New York state legislators, for example, can now “double dip” after they retire if they then choose to return to office, collecting their full pensions as well as their full salaries. If retired teachers, for example, can earn only up to $30,000 per year without jeopardizing their pensions if they decide to return to public service, why not a similar restriction on state legislators? Double dipping for this privileged class is neither fair nor equitable to taxpayers.

Prior to the corruption charge that led to Sheldon Silver’s downfall, he never faced true justice for his attempted cover-up of the Vito Lopez sex scandal, which cost Lopez his Assembly seat. Aren’t attempted bribery, and using taxpayer dollars to pay for it, crimes in New York? Silver had surreptitiously attempted to have Lopez’s accusers paid off with taxpayer dollars to ensure their silence. Such was Silver’s complicity in the attempted cover-up that some $700,000 was provided for his legal defense — courtesy of taxpayers!

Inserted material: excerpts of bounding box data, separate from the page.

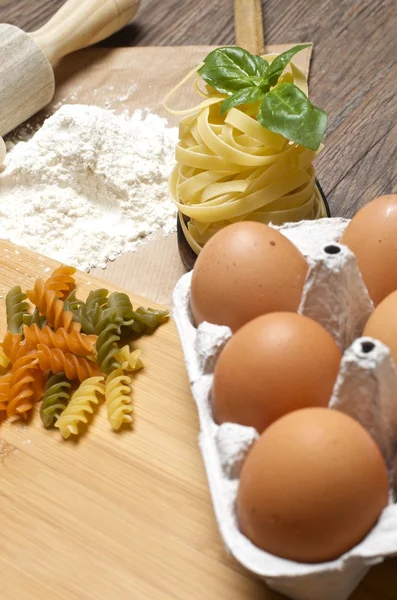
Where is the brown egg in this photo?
[237,408,388,563]
[340,194,397,306]
[212,313,341,432]
[190,221,308,331]
[363,291,397,366]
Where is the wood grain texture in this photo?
[0,0,397,216]
[0,0,397,600]
[234,0,265,54]
[0,242,279,600]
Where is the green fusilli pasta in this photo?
[6,285,30,333]
[40,373,71,427]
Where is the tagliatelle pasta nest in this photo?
[164,55,325,254]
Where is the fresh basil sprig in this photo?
[198,44,327,150]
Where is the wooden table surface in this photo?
[0,0,397,600]
[0,0,397,217]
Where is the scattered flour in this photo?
[0,104,178,271]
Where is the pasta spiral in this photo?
[23,325,95,356]
[44,265,76,300]
[32,369,46,402]
[105,369,133,431]
[37,344,99,381]
[55,377,105,440]
[26,278,73,332]
[96,320,120,374]
[0,373,11,410]
[3,331,22,362]
[0,344,10,374]
[40,373,71,427]
[165,55,325,254]
[7,352,38,417]
[6,285,29,333]
[23,307,47,329]
[115,344,143,371]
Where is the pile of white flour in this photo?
[0,104,178,270]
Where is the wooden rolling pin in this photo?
[0,0,139,136]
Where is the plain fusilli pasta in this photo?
[105,369,133,431]
[40,373,71,427]
[55,377,105,440]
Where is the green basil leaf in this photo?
[221,85,265,114]
[252,54,269,77]
[198,46,267,94]
[267,44,311,87]
[258,83,327,150]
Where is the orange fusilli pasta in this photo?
[7,347,39,417]
[0,373,11,411]
[3,331,21,362]
[23,323,96,356]
[26,278,78,332]
[37,344,101,381]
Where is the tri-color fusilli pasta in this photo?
[26,277,73,331]
[23,325,96,356]
[55,376,105,440]
[6,285,29,333]
[105,369,133,431]
[115,344,143,372]
[0,265,168,439]
[37,344,100,381]
[40,373,72,427]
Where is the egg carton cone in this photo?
[173,218,397,600]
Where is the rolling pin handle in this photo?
[29,0,139,65]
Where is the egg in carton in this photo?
[174,218,397,600]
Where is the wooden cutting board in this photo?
[0,237,276,600]
[0,46,397,600]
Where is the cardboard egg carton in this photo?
[174,219,397,600]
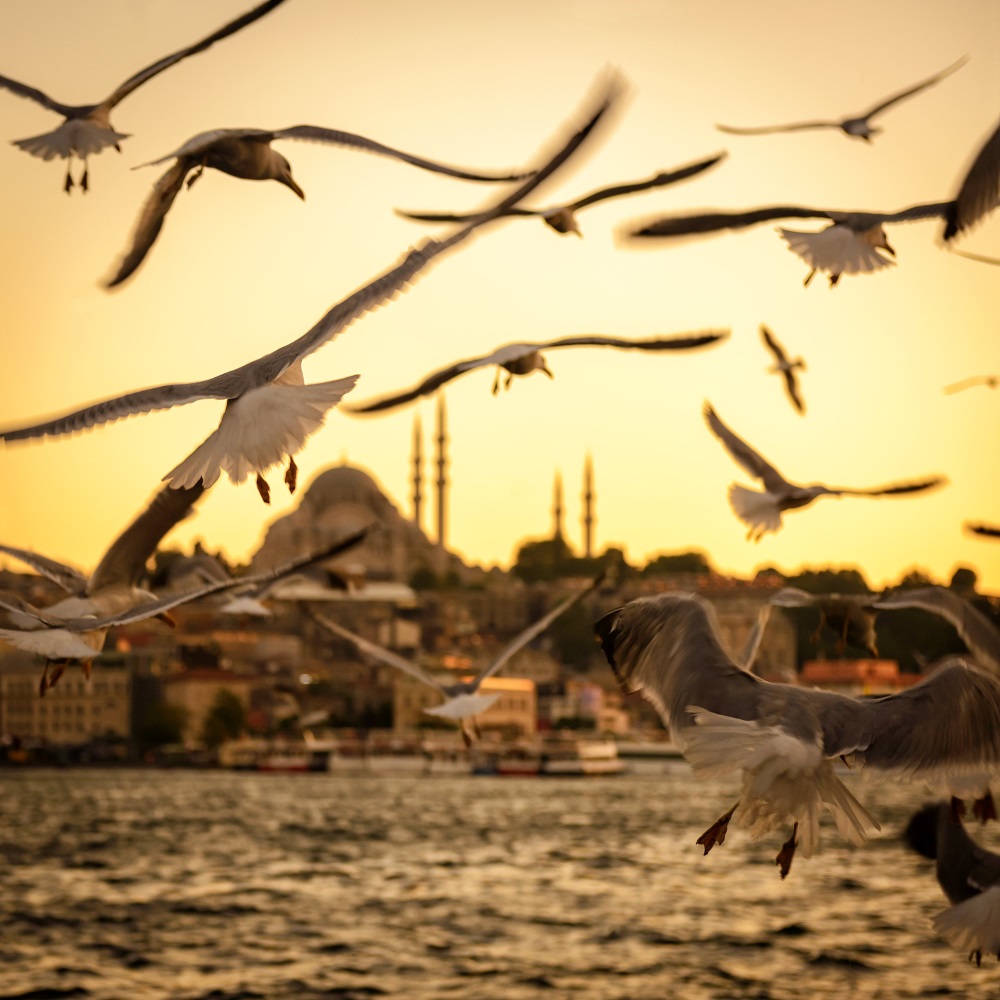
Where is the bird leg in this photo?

Elected officials who are found guilty of having committed illegal or unethical actions related to their offices should be compelled to reimburse the taxpayers for their legal defense. Corruption, I’m sure, is not part of their job description! The citizen-taxpayers shouldn’t be victimized a second time in such instances.

As was proposed in your editorial, legislators convicted of crimes and removed from office should not be eligible to receive their full pensions, which would act as a deterrent to future corruption. I’d suggest, in fairness, that they be reimbursed their pension contributions made over the years, but nothing more.